Das gleiche Auto wurde bzw. wird unter verschiedenen Markennamen von Chrysler verkauft, zu Beginn als Plymouth Voyager (bis 2000) und Dodge Caravan, später dann auch als Chrysler Voyager und als Chrysler Town and Country. Es gab die Ausstattungsvarianten und -versionen LE, SE, ES, LX und LS.
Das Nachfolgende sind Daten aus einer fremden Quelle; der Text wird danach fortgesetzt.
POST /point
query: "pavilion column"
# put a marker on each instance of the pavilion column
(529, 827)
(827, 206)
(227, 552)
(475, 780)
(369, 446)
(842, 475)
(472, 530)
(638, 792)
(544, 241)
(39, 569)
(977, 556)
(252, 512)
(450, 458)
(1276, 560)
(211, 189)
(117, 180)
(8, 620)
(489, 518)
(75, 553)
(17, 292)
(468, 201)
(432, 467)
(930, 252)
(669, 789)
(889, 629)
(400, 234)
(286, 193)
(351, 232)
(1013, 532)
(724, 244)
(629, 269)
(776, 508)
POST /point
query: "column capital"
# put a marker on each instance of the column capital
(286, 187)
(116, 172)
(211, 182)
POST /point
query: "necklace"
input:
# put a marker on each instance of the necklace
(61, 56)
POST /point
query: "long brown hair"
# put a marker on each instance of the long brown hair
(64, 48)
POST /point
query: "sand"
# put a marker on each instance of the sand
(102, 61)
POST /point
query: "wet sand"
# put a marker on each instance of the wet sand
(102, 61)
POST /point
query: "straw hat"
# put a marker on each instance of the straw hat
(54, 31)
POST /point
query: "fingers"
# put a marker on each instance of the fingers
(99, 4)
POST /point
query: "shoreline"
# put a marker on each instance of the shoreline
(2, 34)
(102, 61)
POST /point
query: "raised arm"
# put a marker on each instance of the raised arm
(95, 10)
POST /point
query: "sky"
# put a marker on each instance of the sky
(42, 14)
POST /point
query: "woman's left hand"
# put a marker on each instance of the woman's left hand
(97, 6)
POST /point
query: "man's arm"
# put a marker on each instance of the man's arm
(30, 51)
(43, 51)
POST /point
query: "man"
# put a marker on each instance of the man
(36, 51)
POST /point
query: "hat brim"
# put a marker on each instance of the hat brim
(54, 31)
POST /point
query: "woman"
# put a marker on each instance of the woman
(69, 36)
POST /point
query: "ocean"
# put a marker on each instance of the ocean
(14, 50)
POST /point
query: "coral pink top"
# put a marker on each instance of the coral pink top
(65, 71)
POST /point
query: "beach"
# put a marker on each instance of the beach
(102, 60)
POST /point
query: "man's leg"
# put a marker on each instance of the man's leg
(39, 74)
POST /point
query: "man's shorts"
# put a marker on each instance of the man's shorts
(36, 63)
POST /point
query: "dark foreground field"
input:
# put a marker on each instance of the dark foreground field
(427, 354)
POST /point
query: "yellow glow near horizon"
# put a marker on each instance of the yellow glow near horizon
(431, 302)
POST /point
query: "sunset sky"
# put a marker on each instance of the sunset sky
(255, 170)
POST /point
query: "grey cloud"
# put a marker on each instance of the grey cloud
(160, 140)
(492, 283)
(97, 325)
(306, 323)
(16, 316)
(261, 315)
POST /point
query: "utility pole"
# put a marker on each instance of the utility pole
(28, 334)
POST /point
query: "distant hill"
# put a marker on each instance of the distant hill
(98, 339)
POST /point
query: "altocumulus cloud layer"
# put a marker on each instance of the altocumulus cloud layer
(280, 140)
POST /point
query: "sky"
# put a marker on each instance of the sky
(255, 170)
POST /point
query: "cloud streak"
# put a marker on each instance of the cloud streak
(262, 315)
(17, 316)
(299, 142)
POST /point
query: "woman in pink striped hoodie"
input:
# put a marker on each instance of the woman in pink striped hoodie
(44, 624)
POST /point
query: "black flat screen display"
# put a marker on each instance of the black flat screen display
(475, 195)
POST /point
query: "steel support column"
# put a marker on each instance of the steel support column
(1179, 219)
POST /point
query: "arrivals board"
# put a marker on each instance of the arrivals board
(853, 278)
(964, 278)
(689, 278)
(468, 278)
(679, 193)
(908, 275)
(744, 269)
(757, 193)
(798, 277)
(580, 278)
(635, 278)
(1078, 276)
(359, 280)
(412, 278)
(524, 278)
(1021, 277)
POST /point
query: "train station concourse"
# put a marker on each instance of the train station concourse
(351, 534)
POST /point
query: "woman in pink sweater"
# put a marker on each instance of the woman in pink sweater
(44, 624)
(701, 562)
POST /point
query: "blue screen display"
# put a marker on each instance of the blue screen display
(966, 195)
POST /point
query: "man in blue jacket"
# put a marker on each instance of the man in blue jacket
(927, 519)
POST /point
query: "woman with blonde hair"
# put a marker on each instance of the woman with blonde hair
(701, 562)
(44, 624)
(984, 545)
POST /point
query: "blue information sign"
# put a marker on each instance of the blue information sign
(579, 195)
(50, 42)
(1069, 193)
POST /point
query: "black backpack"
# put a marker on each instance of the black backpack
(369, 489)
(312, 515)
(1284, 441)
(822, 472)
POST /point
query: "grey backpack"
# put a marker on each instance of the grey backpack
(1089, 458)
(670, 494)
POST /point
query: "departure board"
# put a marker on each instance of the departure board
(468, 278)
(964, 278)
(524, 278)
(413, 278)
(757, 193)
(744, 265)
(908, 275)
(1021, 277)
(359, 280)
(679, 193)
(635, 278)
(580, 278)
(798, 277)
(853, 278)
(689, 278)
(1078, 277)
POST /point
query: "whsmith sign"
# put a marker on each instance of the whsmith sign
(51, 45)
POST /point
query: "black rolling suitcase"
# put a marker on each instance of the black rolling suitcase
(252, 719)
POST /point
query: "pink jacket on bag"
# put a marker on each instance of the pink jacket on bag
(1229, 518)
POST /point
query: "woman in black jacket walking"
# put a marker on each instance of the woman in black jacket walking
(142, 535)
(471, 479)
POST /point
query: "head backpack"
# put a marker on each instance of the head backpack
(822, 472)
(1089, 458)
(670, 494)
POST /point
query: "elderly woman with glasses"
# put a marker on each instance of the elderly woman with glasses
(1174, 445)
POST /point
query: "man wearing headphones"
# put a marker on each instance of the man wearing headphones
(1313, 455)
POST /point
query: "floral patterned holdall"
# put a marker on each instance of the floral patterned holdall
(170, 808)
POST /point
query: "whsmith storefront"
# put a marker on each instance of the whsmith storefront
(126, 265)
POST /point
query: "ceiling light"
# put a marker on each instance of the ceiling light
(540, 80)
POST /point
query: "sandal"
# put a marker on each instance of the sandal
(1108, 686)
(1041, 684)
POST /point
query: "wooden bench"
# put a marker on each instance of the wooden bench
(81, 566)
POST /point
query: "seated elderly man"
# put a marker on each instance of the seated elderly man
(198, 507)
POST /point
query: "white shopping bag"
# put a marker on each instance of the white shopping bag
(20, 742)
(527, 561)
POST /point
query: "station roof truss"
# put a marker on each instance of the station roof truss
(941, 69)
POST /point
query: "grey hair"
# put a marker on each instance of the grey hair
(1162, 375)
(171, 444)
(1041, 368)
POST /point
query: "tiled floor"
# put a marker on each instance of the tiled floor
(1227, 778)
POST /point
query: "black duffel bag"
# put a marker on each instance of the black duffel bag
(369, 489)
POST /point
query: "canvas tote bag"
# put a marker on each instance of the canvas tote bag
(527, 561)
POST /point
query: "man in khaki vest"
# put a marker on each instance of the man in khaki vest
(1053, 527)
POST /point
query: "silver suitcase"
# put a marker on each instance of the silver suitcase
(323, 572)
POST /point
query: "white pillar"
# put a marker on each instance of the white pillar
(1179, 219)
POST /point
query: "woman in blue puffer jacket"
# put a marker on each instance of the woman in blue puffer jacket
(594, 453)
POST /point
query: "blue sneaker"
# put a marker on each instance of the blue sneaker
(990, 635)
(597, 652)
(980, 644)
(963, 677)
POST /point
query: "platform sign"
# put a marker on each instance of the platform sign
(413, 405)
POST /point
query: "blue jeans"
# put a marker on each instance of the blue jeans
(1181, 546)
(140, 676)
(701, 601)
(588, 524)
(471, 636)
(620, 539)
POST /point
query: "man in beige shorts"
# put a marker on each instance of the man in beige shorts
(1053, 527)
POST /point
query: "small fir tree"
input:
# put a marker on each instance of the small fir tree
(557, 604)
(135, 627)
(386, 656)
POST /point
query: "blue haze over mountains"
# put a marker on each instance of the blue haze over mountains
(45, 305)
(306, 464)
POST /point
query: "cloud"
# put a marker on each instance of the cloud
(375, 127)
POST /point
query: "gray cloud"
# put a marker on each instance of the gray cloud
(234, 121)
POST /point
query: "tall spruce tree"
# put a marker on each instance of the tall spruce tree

In Europa hatte der Voyager in den Jahren von 1991 bis 2000 den größten Erfolg am Markt. Zu diesem Zeitpunkt war das Marktsegment der Vans in Europa noch relativ neu, daher gab es auch sehr wenige Modelle von anderen Automobilherstellern, die mit dem Voyager konkurrierten. Auch in Österreich verkaufte sich dieses Fahrzeug sehr gut, dort wurde es auch produziert. Das Angebot an Van-Modellen vieler Automobilhersteller hat zugenommen, während das Segment selbst geschrumpft ist. Somit konnte auch der zuletzt angebotene Chrysler Voyager zwischen 2008 und 2011 nicht mehr an frühere Zulassungszahlen anknüpfen. Im November 2011 wurde eine neue Generation im Zuge der Zusammenlegung von Chrysler und Lancia in Europa als Lancia Voyager eingeführt.
Inhaltsverzeichnis |
| AS (Europäisches Modell) | |
|---|---|
| Chrysler Voyager | |
| Produktionszeitraum: | 1984–1990 |
| Motoren: | Ottomotoren: 2,2–3,3 Liter (63–121 kW) |
| Länge: | 4524/4897 mm |
| Breite: | 1829/1829 mm |
| Höhe: | 1631/1646 mm |
| Radstand: | 2852/3030 mm |
| Leergewicht: | 1610/565 kg |
Die erste Generation wurde als Plymouth Voyager zunächst in Nordamerika verkauft. Parallel dazu wurde er mit leicht modifizierten Merkmalen auch als Dodge Caravan angeboten. Die Variante mit längerem Radstand wurde 1987 eingeführt und erhielt die Bezeichnung Plymouth Grand Voyager. Wahlweise gab es den Wagen mit Frontantrieb oder Allradantrieb (AWD).
Auf dem europäischen Markt wurde der Wagen anfangs nicht offiziell verkauft, eine geringere Anzahl an Grauimporten wurde jedoch nach Europa importiert. Seit 1988 wurde das Modell dann offiziell als Chrysler Voyager angeboten.
Damals war er in Europa bis auf den bereits etablierten Renault Espace und ein Jahr zuvor erschienen Mitsubishi Space Wagon in diesem Marktsegment ohne Konkurrenz.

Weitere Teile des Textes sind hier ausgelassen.